Crypt::SaltedHash - Perl interface to functions that assist in working
with salted hashes.

=head1 SYNOPSIS

	use Crypt::SaltedHash;

	my $csh = Crypt::SaltedHash->new(algorithm => 'SHA-1');
	$csh->add('secret');

	my $salted = $csh->generate;
	my $valid = Crypt::SaltedHash->validate($salted, 'secret');


=head1 DESCRIPTION

The C<Crypt::SaltedHash> module provides an object oriented interface to
create salted (or seeded) hashes of clear text data. The original
formalization of this concept comes from RFC-3112 and is extended by the use
of different digital agorithms.

=head1 ABSTRACT

=head2 Setting the data

The process starts with 2 elements of data:

=over

=item *

a clear text string (this could represent a password for instance).

=item *

the salt, a random seed of data. This is the value used to augment a hash in order to
ensure that 2 hashes of identical data yield different output.

=back

For the purposes of this abstract we will analyze the steps within code that perform the necessary actions
to achieve the endresult hashes. Cryptographers call this hash a digest. We will not however go into an explanation
of a one-way encryption scheme. Readers of this abstract are encouraged to get information on that subject by
their own.

Theoretically, an implementation of a one-way function as an algorithm takes input, and provides output, that are both
in binary form; realistically though digests are typically encoded and stored in a database or in a flat text or XML file.
Take slappasswd5 for instance, it performs the exact functionality described above. We will use it as a black box compiled
piece of code for our analysis.

In pseudocode we generate a salted hash as follows:

    Get the source string and salt as separate binary objects
    Concatenate the 2 binary values
    Hash the concatenation into SaltedPasswordHash
    Base64Encode(concat(SaltedPasswordHash, Salt))

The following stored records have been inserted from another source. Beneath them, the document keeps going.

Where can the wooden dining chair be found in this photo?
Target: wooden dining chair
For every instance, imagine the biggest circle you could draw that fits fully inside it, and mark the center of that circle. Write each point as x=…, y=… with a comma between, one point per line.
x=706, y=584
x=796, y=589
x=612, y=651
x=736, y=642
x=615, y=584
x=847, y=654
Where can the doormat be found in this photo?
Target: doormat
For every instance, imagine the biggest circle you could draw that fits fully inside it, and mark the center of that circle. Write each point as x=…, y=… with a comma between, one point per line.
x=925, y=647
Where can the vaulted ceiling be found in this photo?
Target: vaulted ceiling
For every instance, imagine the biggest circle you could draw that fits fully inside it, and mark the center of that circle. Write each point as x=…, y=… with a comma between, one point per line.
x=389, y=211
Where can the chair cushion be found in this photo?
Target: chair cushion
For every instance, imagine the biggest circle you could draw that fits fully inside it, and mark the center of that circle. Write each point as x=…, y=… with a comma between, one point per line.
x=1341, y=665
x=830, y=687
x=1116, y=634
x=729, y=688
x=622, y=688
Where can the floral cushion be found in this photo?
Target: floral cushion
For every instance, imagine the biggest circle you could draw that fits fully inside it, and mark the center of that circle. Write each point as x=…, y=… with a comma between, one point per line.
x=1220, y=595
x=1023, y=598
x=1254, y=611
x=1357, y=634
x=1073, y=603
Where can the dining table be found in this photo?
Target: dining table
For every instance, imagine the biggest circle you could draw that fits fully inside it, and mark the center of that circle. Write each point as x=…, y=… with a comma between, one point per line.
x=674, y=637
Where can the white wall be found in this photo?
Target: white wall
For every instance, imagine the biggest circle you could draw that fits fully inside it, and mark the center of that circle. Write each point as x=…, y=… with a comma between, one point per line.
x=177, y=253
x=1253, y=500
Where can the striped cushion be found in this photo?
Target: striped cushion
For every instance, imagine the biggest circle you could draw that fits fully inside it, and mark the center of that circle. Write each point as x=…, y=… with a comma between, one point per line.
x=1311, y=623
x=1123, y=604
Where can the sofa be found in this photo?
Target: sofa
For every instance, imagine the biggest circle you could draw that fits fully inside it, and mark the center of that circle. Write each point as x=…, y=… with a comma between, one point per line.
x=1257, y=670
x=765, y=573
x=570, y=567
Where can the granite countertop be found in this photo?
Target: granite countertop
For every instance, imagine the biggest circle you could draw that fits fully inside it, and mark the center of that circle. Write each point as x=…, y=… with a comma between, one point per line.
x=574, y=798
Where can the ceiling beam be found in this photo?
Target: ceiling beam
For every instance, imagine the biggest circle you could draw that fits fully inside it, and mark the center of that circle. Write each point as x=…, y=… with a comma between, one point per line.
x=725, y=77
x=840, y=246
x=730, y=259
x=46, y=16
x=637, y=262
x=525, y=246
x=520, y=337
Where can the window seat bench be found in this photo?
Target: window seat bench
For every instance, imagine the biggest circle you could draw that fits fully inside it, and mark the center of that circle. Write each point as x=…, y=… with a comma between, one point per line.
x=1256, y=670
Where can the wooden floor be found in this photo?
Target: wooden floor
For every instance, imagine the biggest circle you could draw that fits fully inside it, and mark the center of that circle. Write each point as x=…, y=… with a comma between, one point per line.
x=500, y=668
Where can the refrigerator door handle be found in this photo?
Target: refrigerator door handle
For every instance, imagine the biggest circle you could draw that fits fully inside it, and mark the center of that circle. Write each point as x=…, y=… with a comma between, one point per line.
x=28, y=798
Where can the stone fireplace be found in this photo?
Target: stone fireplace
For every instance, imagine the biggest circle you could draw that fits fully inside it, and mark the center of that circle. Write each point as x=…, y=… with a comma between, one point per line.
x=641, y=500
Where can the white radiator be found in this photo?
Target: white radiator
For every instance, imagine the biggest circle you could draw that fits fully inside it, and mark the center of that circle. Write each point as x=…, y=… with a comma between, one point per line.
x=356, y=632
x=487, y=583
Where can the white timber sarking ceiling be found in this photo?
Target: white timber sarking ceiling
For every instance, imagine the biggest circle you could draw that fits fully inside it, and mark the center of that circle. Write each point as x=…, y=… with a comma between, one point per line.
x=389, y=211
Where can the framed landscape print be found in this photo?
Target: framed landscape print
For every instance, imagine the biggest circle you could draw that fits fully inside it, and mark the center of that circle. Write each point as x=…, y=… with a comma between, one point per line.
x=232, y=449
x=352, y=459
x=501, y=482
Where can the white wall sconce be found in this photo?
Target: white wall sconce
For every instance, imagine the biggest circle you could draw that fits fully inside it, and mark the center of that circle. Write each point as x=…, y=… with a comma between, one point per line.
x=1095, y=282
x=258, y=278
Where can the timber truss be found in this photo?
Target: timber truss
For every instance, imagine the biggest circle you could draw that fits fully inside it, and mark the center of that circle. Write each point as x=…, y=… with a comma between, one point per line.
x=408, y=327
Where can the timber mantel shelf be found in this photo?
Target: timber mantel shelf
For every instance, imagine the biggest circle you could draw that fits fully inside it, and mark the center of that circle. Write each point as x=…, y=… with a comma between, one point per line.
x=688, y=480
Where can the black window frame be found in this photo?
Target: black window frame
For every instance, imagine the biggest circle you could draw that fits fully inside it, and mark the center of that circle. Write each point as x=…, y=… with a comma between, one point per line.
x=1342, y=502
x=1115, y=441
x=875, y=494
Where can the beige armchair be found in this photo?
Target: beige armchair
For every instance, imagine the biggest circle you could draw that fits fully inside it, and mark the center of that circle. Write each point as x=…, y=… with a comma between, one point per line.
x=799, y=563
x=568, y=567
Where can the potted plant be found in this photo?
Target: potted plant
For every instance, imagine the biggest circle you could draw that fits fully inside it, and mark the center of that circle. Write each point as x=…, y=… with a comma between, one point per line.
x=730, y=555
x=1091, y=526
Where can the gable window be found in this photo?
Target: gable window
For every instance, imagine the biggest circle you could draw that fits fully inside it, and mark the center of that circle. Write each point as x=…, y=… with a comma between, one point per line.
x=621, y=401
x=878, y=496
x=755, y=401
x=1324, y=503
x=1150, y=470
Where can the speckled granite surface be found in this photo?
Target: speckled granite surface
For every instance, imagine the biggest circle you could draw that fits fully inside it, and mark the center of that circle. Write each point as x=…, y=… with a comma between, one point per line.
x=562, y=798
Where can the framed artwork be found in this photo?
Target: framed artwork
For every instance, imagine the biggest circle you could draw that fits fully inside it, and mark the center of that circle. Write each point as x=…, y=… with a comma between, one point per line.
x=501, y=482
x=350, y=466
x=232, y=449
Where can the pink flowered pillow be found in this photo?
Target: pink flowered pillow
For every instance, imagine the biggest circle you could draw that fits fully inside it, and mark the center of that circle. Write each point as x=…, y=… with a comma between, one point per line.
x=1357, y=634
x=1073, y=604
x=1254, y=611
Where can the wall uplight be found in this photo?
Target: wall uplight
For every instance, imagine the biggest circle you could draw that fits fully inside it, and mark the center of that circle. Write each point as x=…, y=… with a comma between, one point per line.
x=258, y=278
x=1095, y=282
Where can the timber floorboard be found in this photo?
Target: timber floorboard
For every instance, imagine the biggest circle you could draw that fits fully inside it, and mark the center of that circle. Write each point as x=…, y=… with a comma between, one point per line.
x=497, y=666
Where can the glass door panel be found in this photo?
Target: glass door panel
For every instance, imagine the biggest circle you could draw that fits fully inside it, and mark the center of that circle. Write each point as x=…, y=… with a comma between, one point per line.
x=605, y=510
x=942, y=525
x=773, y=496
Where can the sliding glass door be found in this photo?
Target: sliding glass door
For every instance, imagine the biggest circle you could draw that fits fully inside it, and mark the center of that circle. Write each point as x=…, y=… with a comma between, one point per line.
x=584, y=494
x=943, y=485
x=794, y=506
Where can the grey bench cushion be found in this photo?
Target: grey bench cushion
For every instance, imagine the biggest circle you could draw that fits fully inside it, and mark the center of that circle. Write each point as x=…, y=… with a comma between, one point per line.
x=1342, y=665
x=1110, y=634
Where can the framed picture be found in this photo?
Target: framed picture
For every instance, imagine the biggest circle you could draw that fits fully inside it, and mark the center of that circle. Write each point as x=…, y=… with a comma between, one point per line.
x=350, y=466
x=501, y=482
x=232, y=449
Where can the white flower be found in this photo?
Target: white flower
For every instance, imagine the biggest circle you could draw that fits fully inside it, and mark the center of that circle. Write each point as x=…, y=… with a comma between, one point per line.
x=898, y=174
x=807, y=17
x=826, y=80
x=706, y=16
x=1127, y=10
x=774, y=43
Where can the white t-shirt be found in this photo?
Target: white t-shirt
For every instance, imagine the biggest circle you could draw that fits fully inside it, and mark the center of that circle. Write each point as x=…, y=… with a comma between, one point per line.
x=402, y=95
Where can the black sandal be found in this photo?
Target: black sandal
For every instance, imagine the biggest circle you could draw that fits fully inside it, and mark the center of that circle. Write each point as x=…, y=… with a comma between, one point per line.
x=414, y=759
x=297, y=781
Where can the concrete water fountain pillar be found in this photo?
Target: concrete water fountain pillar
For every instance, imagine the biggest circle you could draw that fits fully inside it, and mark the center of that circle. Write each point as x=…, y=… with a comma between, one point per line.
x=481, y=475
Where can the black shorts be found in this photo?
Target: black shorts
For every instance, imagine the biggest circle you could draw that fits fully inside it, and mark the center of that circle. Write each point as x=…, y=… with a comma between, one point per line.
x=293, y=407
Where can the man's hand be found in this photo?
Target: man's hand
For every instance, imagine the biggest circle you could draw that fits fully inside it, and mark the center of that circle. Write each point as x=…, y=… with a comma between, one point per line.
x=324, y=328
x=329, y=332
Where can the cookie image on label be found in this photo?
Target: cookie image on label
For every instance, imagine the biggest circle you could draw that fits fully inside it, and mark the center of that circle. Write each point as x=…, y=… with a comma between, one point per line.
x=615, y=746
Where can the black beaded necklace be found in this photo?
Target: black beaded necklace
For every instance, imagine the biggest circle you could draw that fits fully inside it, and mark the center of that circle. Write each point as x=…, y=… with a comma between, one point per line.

We take a clear text string and hash this into a binary object representing the hashed value of the clear text string plus the random salt.
Then we have the Salt value, which are typically 4 bytes of purely random binary data represented as hexadecimal notation (Base16 as 8 bytes).

Using SHA-1 as the hashing algorithm, SaltedPasswordHash is of length 20 (bytes) in raw binary form
(40 bytes if we look at it in hex). Salt is then 4 bytes in raw binary form. The SHA-1 algorithm generates
a 160 bit hash string. Consider that 8 bits = 1 byte. So 160 bits = 20 bytes, which is exactly what the
algorithm gives us.

The Base64 encoding of the binary result looks like:

    {SSHA}B0O0XSYdsk7g9K229ZEr73Lid7HBD9DX

Take note here that the final output is a 32-byte string of data. The Base64 encoding process uses bit shifting, masking, and padding as per RFC-3548.

A couple of examples of salted hashes using on the same exact clear-text string:

    slappasswd -s testing123
    {SSHA}72uhy5xc1AWOLwmNcXALHBSzp8xt4giL

    slappasswd -s testing123
    {SSHA}zmIAVaKMmTngrUi4UlS0dzYwVAbfBTl7

    slappasswd -s testing123
    {SSHA}Be3F12VVvBf9Sy6MSqpOgAdEj6JCZ+0f

    slappasswd -s testing123
    {SSHA}ncHs4XYmQKJqL+VuyNQzQjwRXfvu6noa

4 runs of slappasswd against the same clear text string each yielded unique endresult hashes.
The random salt is generated silently and never made visible.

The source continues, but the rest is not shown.